There was no doubt that the boy was vaguely and yet deeply frightened: his voice rose shrilly, his hands were trembling. And once again Colin recoiled from the idea of Dennis’s terror. When he had directed the force towards him before, in the defencelessness of his sleep, it was easily intelligible that the invasion of it should alarm him, but now, speaking to him in his own person, with the authority that Dennis’s love for him gave, he had hoped that the boy would at any rate sip at the cup which he held out to him. But still he was troubled and alarmed, he was not mature enough yet to guess the lure of dreams and of desires. And yet that was not all that made Colin pause: if that had been all, he would have persisted, he would have induced Dennis somehow to taste the sweetness of evil, he would have pricked his arm to let just one drop of blood flow in which, so to speak, he could begin to write his name to the everlasting bond and bargain, to initial it at least. Dennis might be a little frightened, but the beginning would have been made.

What withheld him was not the wickedness of his intention, nor yet the unwisdom of frightening Dennis with it, but his own damnable squirming weakness in minding the boy’s terror. It was cowardly, it was even apostate of him to recoil from that, but he wavered before it, he lacked firmness and indifference. He must get rid of that scruple and the hateful tenderness that prompted it.
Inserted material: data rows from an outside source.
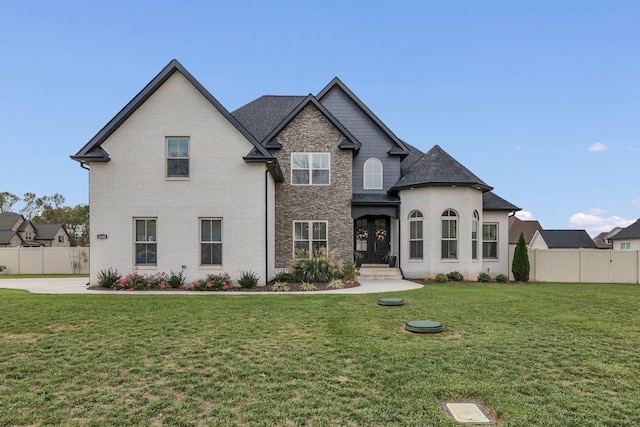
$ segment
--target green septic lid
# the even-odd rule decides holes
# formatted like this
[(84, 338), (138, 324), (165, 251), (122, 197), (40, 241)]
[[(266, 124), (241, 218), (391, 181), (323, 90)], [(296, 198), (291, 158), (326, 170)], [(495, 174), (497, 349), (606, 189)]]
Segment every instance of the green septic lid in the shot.
[(412, 320), (404, 325), (404, 328), (410, 332), (418, 333), (437, 333), (444, 331), (444, 326), (440, 322), (434, 322), (433, 320)]
[(378, 305), (403, 305), (404, 300), (402, 298), (380, 298)]

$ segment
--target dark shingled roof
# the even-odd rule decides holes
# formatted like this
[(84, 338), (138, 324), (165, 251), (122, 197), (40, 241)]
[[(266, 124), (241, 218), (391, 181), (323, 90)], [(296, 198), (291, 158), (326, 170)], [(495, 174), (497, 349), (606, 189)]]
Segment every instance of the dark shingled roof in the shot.
[(22, 217), (13, 212), (0, 213), (0, 230), (11, 230), (11, 227)]
[(413, 166), (414, 163), (420, 160), (420, 158), (424, 155), (422, 151), (420, 151), (413, 145), (405, 141), (402, 141), (402, 142), (404, 142), (404, 145), (407, 146), (407, 149), (409, 150), (409, 155), (404, 159), (402, 159), (402, 162), (400, 163), (400, 175), (404, 175), (405, 173), (407, 173), (407, 171), (411, 169), (411, 166)]
[(414, 162), (392, 190), (454, 185), (473, 187), (482, 191), (493, 189), (436, 145)]
[(516, 205), (507, 202), (502, 197), (498, 196), (492, 191), (487, 191), (482, 194), (482, 209), (485, 211), (519, 211), (520, 208)]
[(243, 105), (231, 115), (262, 142), (302, 101), (305, 96), (265, 95)]
[(33, 224), (36, 228), (36, 240), (53, 240), (62, 224)]
[(598, 247), (585, 230), (538, 230), (549, 249)]
[(536, 231), (542, 230), (542, 225), (536, 220), (523, 221), (516, 216), (509, 217), (509, 244), (517, 244), (520, 233), (524, 234), (524, 242), (529, 244)]
[(370, 203), (397, 205), (400, 203), (400, 197), (391, 194), (354, 194), (351, 203), (354, 205)]
[(618, 231), (614, 236), (609, 237), (609, 240), (620, 239), (640, 239), (640, 219), (627, 228)]
[(13, 236), (16, 235), (15, 231), (11, 230), (0, 230), (0, 245), (8, 245), (13, 239)]

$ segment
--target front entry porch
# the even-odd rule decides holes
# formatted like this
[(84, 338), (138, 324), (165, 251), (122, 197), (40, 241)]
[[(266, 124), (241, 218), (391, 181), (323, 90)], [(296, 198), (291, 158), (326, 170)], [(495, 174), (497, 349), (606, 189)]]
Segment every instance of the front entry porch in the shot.
[(354, 221), (354, 248), (362, 264), (387, 264), (391, 239), (390, 218), (368, 215)]

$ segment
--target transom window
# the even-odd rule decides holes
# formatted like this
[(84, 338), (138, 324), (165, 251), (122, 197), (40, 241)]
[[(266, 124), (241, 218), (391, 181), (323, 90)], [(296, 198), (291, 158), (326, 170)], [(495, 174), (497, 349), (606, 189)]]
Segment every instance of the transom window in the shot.
[(382, 162), (374, 157), (364, 162), (364, 188), (382, 189)]
[(200, 219), (200, 265), (222, 265), (222, 219)]
[(291, 184), (329, 185), (329, 153), (292, 153)]
[(189, 177), (189, 138), (167, 138), (167, 178)]
[(482, 224), (482, 258), (498, 259), (498, 224)]
[(296, 258), (313, 257), (322, 248), (328, 249), (326, 221), (293, 223), (293, 252)]
[(471, 259), (478, 259), (478, 223), (480, 215), (478, 211), (473, 211), (473, 221), (471, 221)]
[(136, 265), (157, 264), (157, 224), (155, 218), (135, 220)]
[(422, 220), (420, 211), (412, 211), (409, 214), (409, 258), (411, 259), (423, 257)]
[(442, 213), (442, 259), (458, 259), (458, 214), (451, 209)]
[(620, 243), (620, 250), (628, 251), (631, 249), (631, 242)]

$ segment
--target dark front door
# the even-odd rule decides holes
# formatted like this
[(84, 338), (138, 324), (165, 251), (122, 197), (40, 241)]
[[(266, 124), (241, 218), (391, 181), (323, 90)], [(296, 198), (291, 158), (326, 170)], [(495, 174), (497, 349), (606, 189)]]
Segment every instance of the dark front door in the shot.
[(367, 216), (355, 222), (355, 248), (363, 264), (384, 264), (389, 251), (389, 217)]

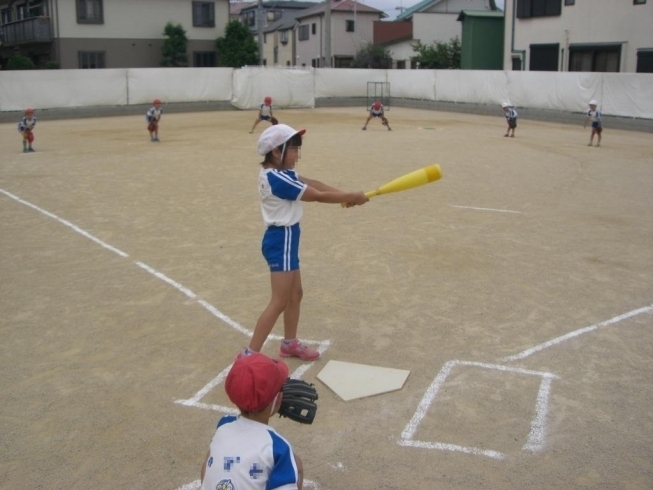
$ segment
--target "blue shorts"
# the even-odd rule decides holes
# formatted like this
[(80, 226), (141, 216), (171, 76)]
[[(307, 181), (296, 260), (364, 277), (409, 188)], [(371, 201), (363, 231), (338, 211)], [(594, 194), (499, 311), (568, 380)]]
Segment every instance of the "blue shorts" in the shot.
[(270, 272), (299, 269), (299, 223), (292, 226), (269, 226), (263, 235), (261, 252)]
[(259, 116), (259, 118), (261, 118), (261, 120), (263, 120), (263, 121), (269, 121), (270, 120), (270, 116)]

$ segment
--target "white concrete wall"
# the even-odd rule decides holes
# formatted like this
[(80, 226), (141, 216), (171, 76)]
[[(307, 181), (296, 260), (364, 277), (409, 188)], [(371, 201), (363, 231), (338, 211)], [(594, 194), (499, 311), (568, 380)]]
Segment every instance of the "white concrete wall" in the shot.
[(461, 10), (490, 10), (488, 0), (441, 0), (428, 12), (460, 12)]
[[(513, 0), (506, 0), (506, 29), (504, 37), (504, 69), (512, 67), (511, 41)], [(530, 62), (531, 44), (559, 43), (564, 48), (563, 70), (569, 68), (569, 44), (614, 43), (622, 44), (622, 72), (634, 72), (637, 66), (637, 49), (653, 48), (653, 1), (633, 5), (632, 0), (577, 0), (565, 6), (554, 17), (515, 19), (516, 50), (526, 50), (525, 69)]]
[[(347, 21), (356, 20), (354, 32), (347, 32)], [(380, 20), (379, 15), (358, 12), (331, 14), (331, 41), (333, 55), (354, 56), (365, 44), (374, 40), (375, 20)]]

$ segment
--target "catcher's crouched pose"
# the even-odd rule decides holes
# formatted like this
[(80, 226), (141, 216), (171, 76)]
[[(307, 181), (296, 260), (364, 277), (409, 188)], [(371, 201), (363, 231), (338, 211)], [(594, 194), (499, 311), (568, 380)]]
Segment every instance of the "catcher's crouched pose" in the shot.
[[(295, 386), (284, 388), (291, 384)], [(289, 398), (294, 405), (289, 406), (284, 400), (288, 389), (298, 393), (309, 409), (297, 405), (297, 397), (292, 395)], [(312, 385), (289, 380), (288, 366), (283, 361), (255, 352), (236, 358), (225, 391), (240, 415), (226, 415), (218, 422), (202, 466), (201, 489), (301, 490), (302, 461), (268, 422), (277, 412), (300, 422), (312, 422), (317, 409), (317, 393)]]

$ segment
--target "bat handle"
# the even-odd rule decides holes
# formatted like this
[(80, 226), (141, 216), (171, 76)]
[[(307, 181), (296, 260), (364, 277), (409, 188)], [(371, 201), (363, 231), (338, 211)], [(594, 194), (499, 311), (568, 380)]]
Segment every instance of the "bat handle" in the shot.
[[(368, 199), (372, 199), (374, 196), (378, 196), (378, 195), (380, 195), (380, 194), (381, 194), (381, 193), (379, 192), (378, 189), (374, 189), (373, 191), (367, 191), (367, 192), (365, 193), (365, 195), (367, 196)], [(346, 208), (346, 207), (347, 207), (347, 203), (346, 203), (346, 202), (341, 202), (341, 203), (340, 203), (340, 207), (341, 207), (341, 208)]]

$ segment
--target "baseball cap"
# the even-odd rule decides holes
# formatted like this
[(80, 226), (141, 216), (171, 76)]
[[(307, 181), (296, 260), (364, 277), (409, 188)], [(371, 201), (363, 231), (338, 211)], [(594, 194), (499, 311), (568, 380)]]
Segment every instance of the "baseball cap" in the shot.
[(374, 109), (378, 111), (380, 108), (381, 108), (381, 102), (377, 100), (376, 102), (374, 102)]
[(25, 109), (23, 112), (24, 112), (25, 114), (34, 114), (34, 109), (32, 109), (31, 107), (28, 107), (28, 108)]
[(510, 104), (508, 104), (508, 102), (504, 102), (503, 104), (501, 104), (501, 107), (505, 109), (506, 107), (510, 107)]
[(589, 105), (598, 105), (598, 102), (596, 101), (596, 99), (592, 99), (590, 100)]
[(288, 366), (254, 352), (241, 355), (227, 375), (224, 389), (229, 399), (243, 412), (260, 412), (279, 394), (288, 379)]
[(258, 154), (267, 155), (273, 148), (283, 145), (296, 134), (304, 134), (305, 129), (296, 130), (287, 124), (275, 124), (261, 133), (258, 139)]

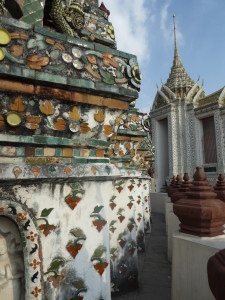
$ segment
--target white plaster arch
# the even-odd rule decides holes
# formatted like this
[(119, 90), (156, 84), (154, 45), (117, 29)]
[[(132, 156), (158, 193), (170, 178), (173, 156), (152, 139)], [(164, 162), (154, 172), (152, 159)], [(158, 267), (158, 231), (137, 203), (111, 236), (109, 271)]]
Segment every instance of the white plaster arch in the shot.
[(12, 220), (19, 229), (23, 244), (25, 300), (43, 299), (43, 271), (40, 235), (29, 210), (20, 203), (0, 199), (0, 217)]

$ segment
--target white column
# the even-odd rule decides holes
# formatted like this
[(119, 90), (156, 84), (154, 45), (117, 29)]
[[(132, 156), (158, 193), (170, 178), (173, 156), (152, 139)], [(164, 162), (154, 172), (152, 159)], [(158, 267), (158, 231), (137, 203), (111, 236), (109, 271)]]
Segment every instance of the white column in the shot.
[(224, 138), (223, 138), (223, 127), (221, 122), (221, 116), (219, 109), (214, 111), (214, 124), (216, 134), (216, 151), (217, 151), (217, 165), (218, 173), (224, 172)]
[(169, 176), (178, 174), (177, 161), (177, 122), (176, 109), (171, 107), (171, 112), (168, 115), (168, 144), (169, 144)]

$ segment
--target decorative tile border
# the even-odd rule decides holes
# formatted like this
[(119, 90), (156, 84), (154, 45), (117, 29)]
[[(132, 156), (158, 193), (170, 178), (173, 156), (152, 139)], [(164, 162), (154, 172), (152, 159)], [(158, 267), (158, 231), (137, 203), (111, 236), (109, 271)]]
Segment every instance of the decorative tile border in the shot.
[(68, 139), (68, 138), (59, 138), (54, 136), (17, 136), (17, 135), (8, 135), (8, 134), (0, 134), (1, 142), (11, 142), (11, 143), (23, 143), (23, 144), (39, 144), (39, 145), (57, 145), (57, 146), (71, 146), (74, 147), (76, 145), (86, 146), (86, 147), (101, 147), (102, 149), (108, 148), (111, 144), (107, 141), (96, 140), (96, 139), (86, 139), (86, 138), (76, 138), (76, 139)]
[[(2, 18), (3, 23), (4, 20)], [(128, 101), (138, 97), (141, 76), (135, 56), (125, 54), (124, 58), (120, 51), (98, 44), (94, 50), (82, 43), (75, 46), (65, 41), (65, 35), (45, 28), (35, 27), (38, 33), (23, 29), (18, 32), (17, 28), (5, 23), (4, 29), (11, 32), (12, 41), (3, 48), (5, 58), (0, 64), (0, 73), (122, 95)], [(10, 47), (15, 40), (21, 42), (23, 50), (18, 57), (11, 54)], [(70, 40), (73, 38), (70, 37)]]
[[(95, 161), (96, 163), (96, 161)], [(60, 164), (0, 164), (0, 180), (12, 179), (68, 179), (86, 178), (90, 180), (107, 180), (108, 177), (120, 177), (119, 170), (110, 164), (76, 163), (74, 165)]]
[(103, 149), (0, 146), (0, 157), (104, 157)]
[[(3, 69), (5, 70), (4, 66)], [(26, 74), (23, 75), (24, 77), (26, 77), (25, 76)], [(78, 92), (68, 91), (61, 88), (45, 87), (42, 85), (35, 85), (35, 84), (24, 84), (15, 80), (11, 81), (11, 80), (1, 79), (0, 88), (7, 91), (16, 91), (16, 92), (27, 93), (27, 94), (32, 94), (32, 95), (42, 96), (42, 97), (48, 97), (49, 95), (51, 95), (63, 101), (67, 100), (67, 101), (91, 104), (91, 105), (96, 105), (101, 107), (117, 108), (123, 110), (128, 110), (129, 108), (129, 103), (122, 100), (117, 100), (109, 97), (105, 98), (102, 96), (87, 95)]]
[(41, 244), (34, 218), (22, 205), (11, 200), (0, 200), (0, 216), (13, 220), (20, 231), (24, 249), (25, 300), (43, 299)]

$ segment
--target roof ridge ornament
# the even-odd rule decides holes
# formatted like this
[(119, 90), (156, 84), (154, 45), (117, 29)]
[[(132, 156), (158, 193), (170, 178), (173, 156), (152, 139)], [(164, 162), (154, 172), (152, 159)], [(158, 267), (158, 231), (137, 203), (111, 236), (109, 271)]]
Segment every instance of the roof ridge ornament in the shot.
[(199, 87), (199, 80), (197, 80), (197, 82), (195, 83), (195, 85), (193, 85), (193, 87), (190, 89), (190, 91), (187, 94), (187, 99), (189, 102), (191, 102), (193, 100), (194, 94), (196, 92), (196, 90), (200, 88)]
[(163, 91), (161, 91), (159, 89), (159, 86), (157, 83), (156, 83), (156, 88), (157, 88), (157, 93), (162, 97), (162, 99), (166, 102), (166, 104), (169, 104), (170, 101), (169, 101), (168, 97), (163, 93)]
[(202, 98), (201, 94), (204, 92), (203, 86), (200, 87), (200, 89), (198, 90), (197, 94), (195, 95), (194, 99), (193, 99), (193, 105), (194, 107), (198, 106), (198, 101)]
[(167, 92), (167, 94), (168, 94), (173, 100), (175, 100), (175, 99), (176, 99), (175, 93), (174, 93), (173, 91), (171, 91), (171, 89), (168, 88), (168, 86), (166, 86), (166, 85), (163, 83), (162, 79), (161, 79), (161, 83), (162, 83), (162, 89), (163, 89), (165, 92)]
[(218, 102), (220, 105), (223, 105), (225, 101), (225, 86), (223, 87), (223, 90), (219, 96)]

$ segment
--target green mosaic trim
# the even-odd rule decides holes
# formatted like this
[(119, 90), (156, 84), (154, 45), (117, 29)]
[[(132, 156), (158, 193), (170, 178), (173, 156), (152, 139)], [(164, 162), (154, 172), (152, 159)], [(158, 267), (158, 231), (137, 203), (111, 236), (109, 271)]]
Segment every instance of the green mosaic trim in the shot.
[(111, 161), (116, 161), (116, 162), (129, 162), (132, 161), (132, 156), (130, 157), (110, 157)]
[(108, 164), (109, 158), (85, 158), (85, 157), (0, 157), (0, 164), (28, 164), (28, 165), (76, 165), (99, 163)]
[[(61, 41), (66, 41), (67, 40), (67, 36), (63, 33), (60, 32), (56, 32), (56, 31), (52, 31), (46, 28), (42, 28), (39, 26), (34, 26), (34, 32), (36, 33), (40, 33), (44, 36), (48, 36), (48, 37), (52, 37), (54, 39), (58, 39)], [(79, 41), (79, 39), (77, 39)]]
[(107, 164), (109, 163), (109, 158), (88, 158), (87, 163), (102, 163)]
[[(82, 30), (82, 34), (86, 35), (86, 36), (90, 36), (91, 33), (87, 30)], [(99, 34), (96, 34), (95, 35), (95, 42), (99, 42), (99, 43), (102, 43), (102, 44), (105, 44), (106, 43), (106, 39), (101, 37)], [(115, 47), (115, 41), (110, 41), (107, 39), (107, 44), (109, 45), (109, 47)]]
[(144, 147), (143, 148), (138, 148), (137, 151), (139, 151), (139, 150), (140, 151), (149, 151), (149, 148), (144, 148)]
[[(56, 149), (58, 150), (58, 149)], [(61, 149), (60, 149), (61, 150)], [(55, 151), (56, 152), (56, 151)], [(44, 155), (44, 148), (36, 148), (35, 149), (35, 156), (43, 156)], [(56, 155), (58, 156), (58, 155)], [(61, 155), (60, 155), (61, 156)]]
[(102, 141), (102, 140), (88, 140), (88, 146), (92, 146), (92, 147), (106, 147), (108, 148), (112, 142), (106, 142), (106, 141)]
[(108, 48), (106, 46), (99, 45), (99, 44), (95, 44), (95, 50), (96, 51), (101, 51), (101, 52), (109, 52), (109, 53), (111, 53), (115, 56), (120, 56), (120, 57), (127, 58), (127, 59), (136, 58), (136, 55), (129, 54), (129, 53), (119, 51), (119, 50), (116, 50), (116, 49), (111, 49), (111, 48)]
[[(102, 149), (101, 149), (102, 150)], [(102, 150), (104, 153), (104, 150)], [(85, 154), (85, 155), (83, 155)], [(96, 149), (0, 146), (0, 157), (96, 157)], [(101, 158), (101, 156), (99, 156)]]
[(40, 145), (59, 145), (70, 147), (96, 147), (101, 149), (108, 149), (111, 142), (102, 140), (86, 140), (85, 138), (67, 139), (50, 136), (16, 136), (0, 134), (1, 142), (15, 142), (24, 144), (40, 144)]
[(6, 18), (6, 17), (3, 17), (3, 16), (0, 17), (0, 23), (10, 25), (10, 26), (14, 26), (14, 27), (21, 28), (21, 29), (25, 29), (25, 30), (31, 30), (32, 27), (33, 27), (31, 24), (27, 24), (25, 22), (18, 21), (18, 20), (13, 19), (13, 18)]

There Dennis stood, his bare arms stretched out to him, half-imploring, it seemed, and yet, by that same action, keeping him off. The throat-apple in the soft neck moved up and down in his agitation, as if struggling to keep his panting breath steady, and the red flower of his mouth quivered.

The great sapphire slipped from Colin’s hand and rolled on the floor. He let it lie there, unheeding or unknowing, and came close to Dennis, putting his arm round his neck. “Dennis, my dear,” he said, “what’s the matter? What ails you? Why, you’re having the nightmare again while you’re awake! This will never do.

The boy’s attitude of defence, of keeping his father away from him, collapsed suddenly. He threw out his arms and caught his father round the shoulders.

“I’m an awful fool,” he said. “I was frightened, and I can’t think why. Just as if you weren’t protection enough against anything. Oh, Father, you’re a brick: I do love you.”

Colin drew the boy down on the edge of the bed, and sat close to him.

“But what was the matter, my darling?” he said. “Tell me about it.”